UK construction output drops

15 June 2012

Market commentators have reacted with disappointment to the latest data from the UK Office for National Statistics, which reported that construction output in April fell 13% compared to March, and was 8.5% lower year-on-year.

Construction Products Association economics director Noble Francis said the data reflected the government's implementation of public sector cuts.

"It was unfortunately unsurprising to see the sharp fall in construction output during April, given the extent of the public sector cuts. Public housing output in April fell 10% compared with March, and was 23% lower than a year earlier. Public non-housing, which covers education and health, was 13% down on March and 21% lower than a year earlier," he said.

Mr Francis added that the expectation that private sector construction would lead the recovery was "clearly not the case".

"Private sector work was clearly hindered by investor confidence, adversely affected by Eurozone uncertainty, and this was exacerbated by the poor weather in April. Output in private commercial, the largest construction sector, fell 10% during April and was 3% lower than a year earlier."

And he pointed out that, with further public sector cuts in the pipeline and little to suggest that a resolution to the Eurozone crisis is imminent, the trend for the next 12 to 18 months was also likely to be downward.

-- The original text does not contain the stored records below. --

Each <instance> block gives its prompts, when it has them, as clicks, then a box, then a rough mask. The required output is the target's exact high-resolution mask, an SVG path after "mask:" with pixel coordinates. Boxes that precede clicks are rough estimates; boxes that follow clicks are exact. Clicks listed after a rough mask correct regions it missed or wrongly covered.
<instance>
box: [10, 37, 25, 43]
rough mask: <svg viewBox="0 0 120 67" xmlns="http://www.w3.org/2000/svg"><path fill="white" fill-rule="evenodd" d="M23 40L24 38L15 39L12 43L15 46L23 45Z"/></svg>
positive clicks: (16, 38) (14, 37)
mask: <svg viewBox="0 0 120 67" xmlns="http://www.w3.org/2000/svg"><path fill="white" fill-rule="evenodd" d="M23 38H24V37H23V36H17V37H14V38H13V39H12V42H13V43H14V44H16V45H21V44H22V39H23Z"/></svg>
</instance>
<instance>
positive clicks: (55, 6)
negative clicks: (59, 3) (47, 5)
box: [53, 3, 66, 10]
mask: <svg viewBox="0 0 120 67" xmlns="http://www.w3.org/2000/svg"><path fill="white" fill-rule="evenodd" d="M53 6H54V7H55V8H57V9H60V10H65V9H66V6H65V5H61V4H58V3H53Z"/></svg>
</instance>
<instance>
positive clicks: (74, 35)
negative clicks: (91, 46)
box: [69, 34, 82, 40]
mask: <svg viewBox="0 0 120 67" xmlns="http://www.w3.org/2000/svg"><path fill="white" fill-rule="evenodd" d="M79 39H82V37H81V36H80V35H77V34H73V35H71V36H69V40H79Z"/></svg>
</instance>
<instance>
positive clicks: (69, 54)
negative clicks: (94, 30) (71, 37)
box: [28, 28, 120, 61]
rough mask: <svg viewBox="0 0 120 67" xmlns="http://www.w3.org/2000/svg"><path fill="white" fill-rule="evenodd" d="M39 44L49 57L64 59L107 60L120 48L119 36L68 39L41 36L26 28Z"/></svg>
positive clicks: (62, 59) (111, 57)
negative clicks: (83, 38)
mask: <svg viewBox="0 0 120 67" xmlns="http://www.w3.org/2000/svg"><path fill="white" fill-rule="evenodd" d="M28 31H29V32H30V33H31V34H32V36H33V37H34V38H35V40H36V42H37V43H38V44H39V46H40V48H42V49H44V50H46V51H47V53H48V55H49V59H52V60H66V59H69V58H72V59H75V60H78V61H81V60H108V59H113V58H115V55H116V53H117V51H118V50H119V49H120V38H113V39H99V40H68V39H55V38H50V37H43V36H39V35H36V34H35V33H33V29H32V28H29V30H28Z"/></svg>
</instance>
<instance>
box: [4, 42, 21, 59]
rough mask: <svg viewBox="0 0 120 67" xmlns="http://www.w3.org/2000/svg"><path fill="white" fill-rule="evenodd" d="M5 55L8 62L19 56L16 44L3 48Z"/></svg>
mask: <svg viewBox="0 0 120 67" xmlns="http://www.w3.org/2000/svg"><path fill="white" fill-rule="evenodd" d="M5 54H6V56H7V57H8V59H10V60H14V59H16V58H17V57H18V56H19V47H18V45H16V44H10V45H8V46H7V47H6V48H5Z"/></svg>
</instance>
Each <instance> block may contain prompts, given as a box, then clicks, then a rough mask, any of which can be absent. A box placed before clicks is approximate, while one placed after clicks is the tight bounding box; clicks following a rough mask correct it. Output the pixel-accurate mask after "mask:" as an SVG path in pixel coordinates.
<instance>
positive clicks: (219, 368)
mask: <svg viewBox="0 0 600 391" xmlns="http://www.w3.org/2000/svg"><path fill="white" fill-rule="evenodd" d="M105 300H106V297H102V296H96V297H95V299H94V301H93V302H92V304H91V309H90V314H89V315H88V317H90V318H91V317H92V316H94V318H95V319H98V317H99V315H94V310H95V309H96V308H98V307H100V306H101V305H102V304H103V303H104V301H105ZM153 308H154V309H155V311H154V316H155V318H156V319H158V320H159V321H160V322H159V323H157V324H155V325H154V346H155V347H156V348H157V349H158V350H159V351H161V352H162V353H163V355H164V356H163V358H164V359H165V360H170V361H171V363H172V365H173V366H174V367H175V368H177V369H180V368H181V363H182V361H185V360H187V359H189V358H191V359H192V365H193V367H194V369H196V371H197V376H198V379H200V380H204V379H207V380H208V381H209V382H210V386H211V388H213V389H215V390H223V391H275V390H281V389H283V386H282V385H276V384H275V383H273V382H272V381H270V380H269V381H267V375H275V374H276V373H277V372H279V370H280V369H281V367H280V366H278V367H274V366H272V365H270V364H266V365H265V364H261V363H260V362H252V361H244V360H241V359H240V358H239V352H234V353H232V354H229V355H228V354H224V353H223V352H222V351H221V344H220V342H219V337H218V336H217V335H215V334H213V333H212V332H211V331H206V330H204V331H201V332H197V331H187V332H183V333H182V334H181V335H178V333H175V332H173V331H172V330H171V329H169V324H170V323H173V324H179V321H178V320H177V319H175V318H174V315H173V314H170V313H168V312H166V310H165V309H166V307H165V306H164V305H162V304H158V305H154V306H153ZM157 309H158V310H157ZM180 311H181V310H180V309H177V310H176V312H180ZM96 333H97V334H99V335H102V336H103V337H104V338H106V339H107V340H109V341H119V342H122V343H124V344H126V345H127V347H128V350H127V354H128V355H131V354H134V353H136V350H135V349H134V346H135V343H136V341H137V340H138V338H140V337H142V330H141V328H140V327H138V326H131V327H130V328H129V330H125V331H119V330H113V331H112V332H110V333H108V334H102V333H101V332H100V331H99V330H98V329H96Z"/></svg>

"The IMF has openly stated that government should do more to switch current spending to capital investment, which would help to drive the UK out of recession and support future growth," Mr Francis said.

Lack of finance

Simon Rubinsohn, chief economist at the Royal Institute of Chartered Surveyors (RICS), agreed that lack of finance to support development as well as a shortfall in demand remained the key factors weighing down the construction sector.

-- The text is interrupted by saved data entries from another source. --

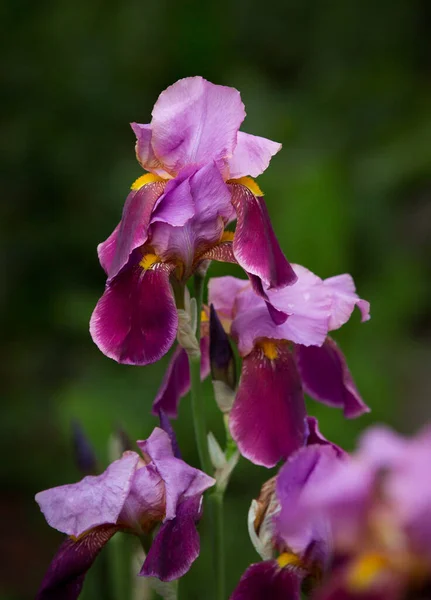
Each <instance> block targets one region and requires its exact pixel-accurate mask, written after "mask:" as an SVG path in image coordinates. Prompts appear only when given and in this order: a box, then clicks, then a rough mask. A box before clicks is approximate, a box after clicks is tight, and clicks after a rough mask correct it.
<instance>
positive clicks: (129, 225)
mask: <svg viewBox="0 0 431 600" xmlns="http://www.w3.org/2000/svg"><path fill="white" fill-rule="evenodd" d="M164 187H165V182H163V181H155V182H153V183H147V184H146V185H143V186H142V187H141V188H139V189H138V190H131V192H130V193H129V195H128V196H127V198H126V202H125V203H124V208H123V215H122V217H121V222H120V225H119V227H118V228H116V229H115V230H114V232H113V233H112V234H111V235H110V236H109V238H108V239H107V240H106V241H105V242H103V244H101V245H99V248H98V251H99V256H102V255H103V263H102V266H103V267H104V268H105V266H108V265H109V269H108V276H109V278H110V279H112V278H113V277H115V275H117V273H119V271H120V270H121V269H122V268H123V267H124V266H125V265H126V263H127V262H128V260H129V258H130V255H131V254H132V252H133V250H135V248H138V247H139V246H142V245H143V244H144V243H145V242H146V241H147V238H148V227H149V225H150V220H151V213H152V211H153V208H154V206H155V204H156V202H157V200H158V199H159V197H160V196H161V195H162V194H163V190H164ZM117 229H118V232H117V235H116V236H115V235H114V234H115V232H116V231H117ZM115 238H116V239H115ZM114 243H115V253H114V255H113V258H112V261H111V262H110V257H111V255H112V251H113V245H114ZM101 246H102V248H101ZM101 262H102V261H101ZM109 262H110V264H109ZM105 270H106V269H105Z"/></svg>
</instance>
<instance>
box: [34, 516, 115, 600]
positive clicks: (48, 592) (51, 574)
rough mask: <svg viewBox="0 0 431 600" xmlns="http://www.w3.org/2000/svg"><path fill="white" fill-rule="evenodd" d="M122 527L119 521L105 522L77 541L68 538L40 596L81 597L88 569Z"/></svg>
mask: <svg viewBox="0 0 431 600" xmlns="http://www.w3.org/2000/svg"><path fill="white" fill-rule="evenodd" d="M118 529H119V528H118V527H117V526H115V525H114V526H112V525H110V526H102V527H98V528H97V529H94V530H93V531H90V532H89V533H88V534H87V535H85V536H84V537H82V538H80V539H79V540H77V541H74V540H72V539H71V538H68V539H67V540H66V541H64V542H63V544H62V545H61V546H60V548H59V549H58V551H57V554H56V555H55V557H54V559H53V561H52V563H51V565H50V566H49V569H48V571H47V572H46V574H45V577H44V578H43V581H42V585H41V586H40V588H39V591H38V593H37V595H36V600H75V599H76V598H78V596H79V594H80V593H81V589H82V586H83V584H84V578H85V575H86V573H87V571H88V569H89V568H90V567H91V565H92V564H93V562H94V561H95V559H96V557H97V555H98V554H99V552H100V550H101V549H102V548H103V546H104V545H105V544H106V543H107V542H108V541H109V540H110V539H111V537H112V536H113V535H114V533H116V532H117V531H118Z"/></svg>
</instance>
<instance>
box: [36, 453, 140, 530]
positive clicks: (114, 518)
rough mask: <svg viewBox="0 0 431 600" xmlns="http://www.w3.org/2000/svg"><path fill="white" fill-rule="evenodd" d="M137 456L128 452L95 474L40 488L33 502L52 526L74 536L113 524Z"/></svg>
mask: <svg viewBox="0 0 431 600" xmlns="http://www.w3.org/2000/svg"><path fill="white" fill-rule="evenodd" d="M138 460H139V456H138V454H136V453H135V452H129V453H127V454H125V455H124V456H123V457H122V458H120V459H119V460H116V461H114V462H113V463H112V464H110V465H109V467H108V468H107V469H106V471H104V473H102V474H101V475H98V476H97V477H94V476H91V475H89V476H87V477H84V479H82V480H81V481H79V482H78V483H74V484H70V485H62V486H59V487H55V488H51V489H49V490H44V491H43V492H39V493H38V494H36V502H37V503H38V504H39V506H40V510H41V511H42V512H43V514H44V516H45V519H46V520H47V522H48V523H49V525H51V527H54V528H55V529H58V530H59V531H61V532H63V533H67V534H68V535H73V536H75V537H78V536H80V535H81V534H82V533H84V532H85V531H88V530H89V529H92V528H93V527H97V526H98V525H105V524H115V523H116V522H117V519H118V516H119V514H120V512H121V510H122V508H123V505H124V502H125V501H126V498H127V495H128V493H129V491H130V488H131V485H132V481H133V477H134V474H135V469H136V466H137V463H138Z"/></svg>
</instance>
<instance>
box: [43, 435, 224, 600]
mask: <svg viewBox="0 0 431 600" xmlns="http://www.w3.org/2000/svg"><path fill="white" fill-rule="evenodd" d="M137 445H138V447H139V448H140V450H141V452H142V456H140V455H139V454H137V453H136V452H131V451H127V452H125V453H124V454H123V456H122V458H120V459H119V460H116V461H115V462H113V463H112V464H110V465H109V467H108V468H107V469H106V471H104V472H103V473H102V474H101V475H98V476H96V477H94V476H88V477H85V478H84V479H82V480H81V481H80V482H78V483H75V484H71V485H63V486H60V487H56V488H52V489H49V490H45V491H43V492H40V493H39V494H37V495H36V501H37V502H38V504H39V506H40V508H41V511H42V512H43V514H44V516H45V518H46V520H47V522H48V523H49V525H51V527H54V528H55V529H58V530H59V531H61V532H63V533H65V534H67V535H68V538H67V539H66V541H65V542H64V543H63V544H62V546H61V547H60V549H59V550H58V552H57V554H56V556H55V557H54V559H53V561H52V563H51V565H50V567H49V569H48V572H47V573H46V575H45V578H44V580H43V582H42V585H41V587H40V589H39V592H38V595H37V600H47V599H50V600H52V599H53V598H59V599H60V598H61V599H62V600H73V599H75V598H77V597H78V596H79V593H80V591H81V588H82V585H83V583H84V578H85V574H86V572H87V570H88V569H89V568H90V567H91V565H92V563H93V561H94V560H95V558H96V557H97V555H98V553H99V552H100V550H101V549H102V547H103V546H104V545H105V544H106V543H107V542H108V541H109V539H110V538H111V537H112V536H113V535H114V534H115V533H117V532H118V531H123V532H126V533H133V534H136V535H142V534H143V533H149V532H152V531H153V530H154V528H155V527H156V526H157V525H159V524H160V528H159V530H158V531H157V533H156V536H155V538H154V540H153V543H152V545H151V548H150V551H149V553H148V554H147V556H146V559H145V562H144V564H143V567H142V570H141V572H140V575H145V576H154V577H158V578H159V579H161V580H163V581H170V580H172V579H177V578H178V577H181V576H182V575H183V574H184V573H186V572H187V571H188V569H189V568H190V566H191V564H192V563H193V561H194V560H195V559H196V558H197V556H198V554H199V535H198V532H197V530H196V522H197V521H198V520H199V518H200V516H201V501H202V494H203V492H204V491H205V490H206V489H208V488H209V487H211V486H212V485H214V483H215V481H214V479H212V478H211V477H209V476H208V475H206V474H205V473H203V472H202V471H199V470H198V469H194V468H193V467H190V466H189V465H187V464H186V463H185V462H184V461H182V460H181V459H179V458H176V457H175V455H174V452H173V449H172V443H171V440H170V438H169V435H168V434H167V433H166V432H165V431H163V430H162V429H159V428H155V429H154V431H153V433H152V434H151V436H150V437H149V438H148V440H146V441H140V442H137Z"/></svg>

Mr Rubinsohn said, "New work, repair and maintenance and infrastructure all saw a drop in output in April and there is little sign that government policy on housing is having any impact on residential development. There has been little change in private housing output from the first quarter average or the same period last year and worryingly, it now looks likely that construction output will fall over the course of this year by rather more than the 3% we previously envisaged."

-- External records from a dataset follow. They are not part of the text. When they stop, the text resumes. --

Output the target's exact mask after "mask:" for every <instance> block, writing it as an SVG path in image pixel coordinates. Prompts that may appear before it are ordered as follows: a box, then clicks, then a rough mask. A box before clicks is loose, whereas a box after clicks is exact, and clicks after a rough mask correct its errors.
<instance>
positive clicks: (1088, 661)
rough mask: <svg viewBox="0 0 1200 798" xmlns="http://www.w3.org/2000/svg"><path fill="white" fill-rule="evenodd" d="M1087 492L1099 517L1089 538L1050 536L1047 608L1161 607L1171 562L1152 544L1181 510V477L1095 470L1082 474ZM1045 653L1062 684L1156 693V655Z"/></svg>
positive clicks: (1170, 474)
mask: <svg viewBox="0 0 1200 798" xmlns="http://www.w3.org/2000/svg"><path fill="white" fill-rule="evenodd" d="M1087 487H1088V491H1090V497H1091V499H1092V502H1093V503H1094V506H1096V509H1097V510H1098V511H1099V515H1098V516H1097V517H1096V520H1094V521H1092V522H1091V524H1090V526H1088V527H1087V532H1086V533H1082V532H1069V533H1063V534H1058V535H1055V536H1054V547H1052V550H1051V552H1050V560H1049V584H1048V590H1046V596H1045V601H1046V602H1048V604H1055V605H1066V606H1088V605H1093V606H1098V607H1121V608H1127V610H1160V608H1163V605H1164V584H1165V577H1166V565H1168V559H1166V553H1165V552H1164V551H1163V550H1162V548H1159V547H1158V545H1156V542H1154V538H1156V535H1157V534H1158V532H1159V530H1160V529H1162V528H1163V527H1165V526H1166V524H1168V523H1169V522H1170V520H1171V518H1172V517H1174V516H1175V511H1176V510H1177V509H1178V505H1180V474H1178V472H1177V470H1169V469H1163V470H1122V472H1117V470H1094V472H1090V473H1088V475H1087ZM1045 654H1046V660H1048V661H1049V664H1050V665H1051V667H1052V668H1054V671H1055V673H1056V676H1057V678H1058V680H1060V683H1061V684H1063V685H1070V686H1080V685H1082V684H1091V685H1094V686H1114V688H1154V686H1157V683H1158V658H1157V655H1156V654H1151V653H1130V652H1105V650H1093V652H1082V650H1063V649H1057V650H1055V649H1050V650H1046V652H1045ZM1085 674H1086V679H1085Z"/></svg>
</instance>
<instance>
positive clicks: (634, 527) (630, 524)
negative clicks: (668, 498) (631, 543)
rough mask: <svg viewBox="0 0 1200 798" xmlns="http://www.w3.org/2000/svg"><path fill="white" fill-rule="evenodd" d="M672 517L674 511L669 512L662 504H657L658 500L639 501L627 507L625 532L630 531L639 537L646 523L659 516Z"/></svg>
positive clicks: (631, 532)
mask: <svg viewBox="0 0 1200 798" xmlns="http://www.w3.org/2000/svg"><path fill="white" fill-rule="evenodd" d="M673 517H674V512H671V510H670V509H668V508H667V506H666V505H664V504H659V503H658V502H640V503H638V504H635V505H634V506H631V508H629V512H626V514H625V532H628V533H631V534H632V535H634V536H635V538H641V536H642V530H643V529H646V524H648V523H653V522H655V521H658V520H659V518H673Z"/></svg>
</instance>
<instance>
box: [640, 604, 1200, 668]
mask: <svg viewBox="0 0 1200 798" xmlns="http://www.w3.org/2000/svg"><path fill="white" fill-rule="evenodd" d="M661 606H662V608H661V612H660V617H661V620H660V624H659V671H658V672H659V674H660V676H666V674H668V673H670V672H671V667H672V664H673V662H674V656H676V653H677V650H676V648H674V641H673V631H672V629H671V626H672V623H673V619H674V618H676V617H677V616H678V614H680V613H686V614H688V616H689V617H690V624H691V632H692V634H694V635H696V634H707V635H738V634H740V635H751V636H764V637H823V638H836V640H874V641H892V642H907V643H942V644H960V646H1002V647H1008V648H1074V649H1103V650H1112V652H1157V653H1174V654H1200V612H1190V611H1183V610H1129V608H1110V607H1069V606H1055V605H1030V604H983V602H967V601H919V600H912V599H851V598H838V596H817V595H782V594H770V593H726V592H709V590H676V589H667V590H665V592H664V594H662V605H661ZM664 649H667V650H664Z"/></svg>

Julia Evans, chief executive of the National Federation of Builders, highlighted that it was not just housing and infrastructure that required attention.

"The year-on-year decline of 1.4% in repair and maintenance work in the three months to April is a concern. If the Green Deal, the government's flagship refurbishment programme, is to have any chance of success, it needs to be more attractive to consumers."

Call for VAT cut

Ms Evans called for a cut in VAT for all refurbishment from 20% to 5%. She said this would provide a £1.7 billion (€2 billion) boost to the economy and create around 30,000 jobs.

Meanwhile, Steve McGuckin, managing director of the construction consultancy Turner & Townsend, said demand in the UK's construction sector did exist, but he said competition for work was very intense.

"The major players are surviving, even if their margins have got steadily tighter. Niche players who excel at what they do are also bearing up well, but it's the middle ground - non-specialists whose services are commoditised - who are most at risk."